Women are lunging, tackling, and elbowing if you need hazardous proof of commitment.

There are lessons in women’s football that go beyond footballing paradigms, projects, and missions. On the footballing side, the domination of USA and the impressive performances of both Australia and Canada prove the importance of platforming the women’s game just as much as we do with the men’s. The troika perpetually struggle in the men’s edition — USA’s men’s team couldn’t even qualify for the last World Cup; Canada does not even exist on the men’s footballing map. It is a lesson, India could perhaps learn. A lesson that says the road to the World Cup, of sporting greatness, isn’t just through the monopolised landscape of cricket, or the unapproachable summits of men’s football. It can be gotten to, cried and cheered for through our women as well. But it will, as is clear, take some doing as well.
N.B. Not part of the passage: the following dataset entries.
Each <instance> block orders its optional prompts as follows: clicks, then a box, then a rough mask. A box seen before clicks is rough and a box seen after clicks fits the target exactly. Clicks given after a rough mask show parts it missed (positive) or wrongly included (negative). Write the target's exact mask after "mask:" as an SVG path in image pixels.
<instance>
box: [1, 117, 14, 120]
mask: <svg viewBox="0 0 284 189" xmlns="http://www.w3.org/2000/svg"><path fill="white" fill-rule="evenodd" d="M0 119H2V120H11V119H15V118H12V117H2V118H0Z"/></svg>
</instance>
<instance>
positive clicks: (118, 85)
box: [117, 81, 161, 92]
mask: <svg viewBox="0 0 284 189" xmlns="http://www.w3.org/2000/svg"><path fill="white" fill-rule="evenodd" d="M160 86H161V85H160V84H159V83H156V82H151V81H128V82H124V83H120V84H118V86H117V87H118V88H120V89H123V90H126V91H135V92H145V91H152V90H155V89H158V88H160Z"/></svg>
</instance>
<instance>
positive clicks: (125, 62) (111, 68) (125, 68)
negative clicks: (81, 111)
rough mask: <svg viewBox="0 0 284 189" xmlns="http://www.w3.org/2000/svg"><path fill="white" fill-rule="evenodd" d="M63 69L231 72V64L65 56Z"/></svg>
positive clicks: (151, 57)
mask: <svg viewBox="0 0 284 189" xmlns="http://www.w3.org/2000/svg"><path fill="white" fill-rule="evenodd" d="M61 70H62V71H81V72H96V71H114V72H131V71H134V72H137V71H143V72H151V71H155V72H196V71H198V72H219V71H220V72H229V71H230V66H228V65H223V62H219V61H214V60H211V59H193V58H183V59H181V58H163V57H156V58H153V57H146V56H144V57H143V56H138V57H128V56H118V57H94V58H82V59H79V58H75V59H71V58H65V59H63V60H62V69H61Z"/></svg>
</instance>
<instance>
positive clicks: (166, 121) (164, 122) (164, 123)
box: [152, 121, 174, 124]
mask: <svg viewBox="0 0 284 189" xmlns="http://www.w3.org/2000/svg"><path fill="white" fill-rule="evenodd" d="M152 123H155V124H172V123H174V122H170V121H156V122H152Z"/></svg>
Regardless, the Women’s World Cup this year is a glowing, screeching endorsement of the standards of the game. Women are lunging, tackling, and elbowing if you need hazardous proof of commitment. For me, though, they are playing some extraordinarily good football, dashing back and forth in the dying seconds of games, untamed, untutored by a life that would otherwise tell them, “Don’t.” They still don’t get paid as much as men, but the crown, the title of world champions is the same. One ceiling at a time, I guess.
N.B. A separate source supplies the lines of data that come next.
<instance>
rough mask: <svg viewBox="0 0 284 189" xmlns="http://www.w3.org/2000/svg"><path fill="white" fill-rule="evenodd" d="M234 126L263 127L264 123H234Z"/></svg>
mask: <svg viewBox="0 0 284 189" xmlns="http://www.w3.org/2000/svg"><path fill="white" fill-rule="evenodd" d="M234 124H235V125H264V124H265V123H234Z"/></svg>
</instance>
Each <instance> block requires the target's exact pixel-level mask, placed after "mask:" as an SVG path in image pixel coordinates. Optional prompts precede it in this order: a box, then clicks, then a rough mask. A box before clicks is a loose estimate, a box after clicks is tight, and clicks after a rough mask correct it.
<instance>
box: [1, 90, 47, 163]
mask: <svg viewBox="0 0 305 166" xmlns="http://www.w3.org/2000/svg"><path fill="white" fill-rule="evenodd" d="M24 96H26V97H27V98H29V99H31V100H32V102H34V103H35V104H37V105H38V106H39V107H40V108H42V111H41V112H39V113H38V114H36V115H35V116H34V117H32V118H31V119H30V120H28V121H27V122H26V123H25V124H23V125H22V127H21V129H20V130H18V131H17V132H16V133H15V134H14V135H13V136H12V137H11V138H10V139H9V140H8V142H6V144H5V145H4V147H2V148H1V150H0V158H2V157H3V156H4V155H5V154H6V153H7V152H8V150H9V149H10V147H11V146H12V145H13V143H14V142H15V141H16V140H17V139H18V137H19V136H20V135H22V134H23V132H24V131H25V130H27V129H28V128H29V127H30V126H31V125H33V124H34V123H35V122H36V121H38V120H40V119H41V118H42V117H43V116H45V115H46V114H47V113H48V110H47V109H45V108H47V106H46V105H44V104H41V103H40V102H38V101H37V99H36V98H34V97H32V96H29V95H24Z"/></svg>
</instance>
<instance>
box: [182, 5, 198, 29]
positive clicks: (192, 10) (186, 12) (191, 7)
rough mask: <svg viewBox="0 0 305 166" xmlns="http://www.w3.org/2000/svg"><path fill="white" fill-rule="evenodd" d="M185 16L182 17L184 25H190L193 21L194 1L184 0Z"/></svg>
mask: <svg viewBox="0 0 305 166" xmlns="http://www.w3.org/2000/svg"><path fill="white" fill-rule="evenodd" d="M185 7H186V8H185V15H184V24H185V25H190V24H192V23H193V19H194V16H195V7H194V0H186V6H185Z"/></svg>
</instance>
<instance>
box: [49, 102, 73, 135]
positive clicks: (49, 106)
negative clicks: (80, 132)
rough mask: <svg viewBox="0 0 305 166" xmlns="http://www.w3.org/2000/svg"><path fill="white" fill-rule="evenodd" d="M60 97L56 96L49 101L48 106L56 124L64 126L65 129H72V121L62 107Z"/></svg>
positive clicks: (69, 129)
It is likely you’d still come across internet trash that categorises women players according to their “hotness”. But beyond that hidebound, limited, gendered view of sport, one that forsakes the game for identity, the footballing sphere has been turned by the dogged determination and flair on display at the Women’s World Cup. A tournament I intend to see through to the end because it is judiciously as good as anything I have ever witnessed in football.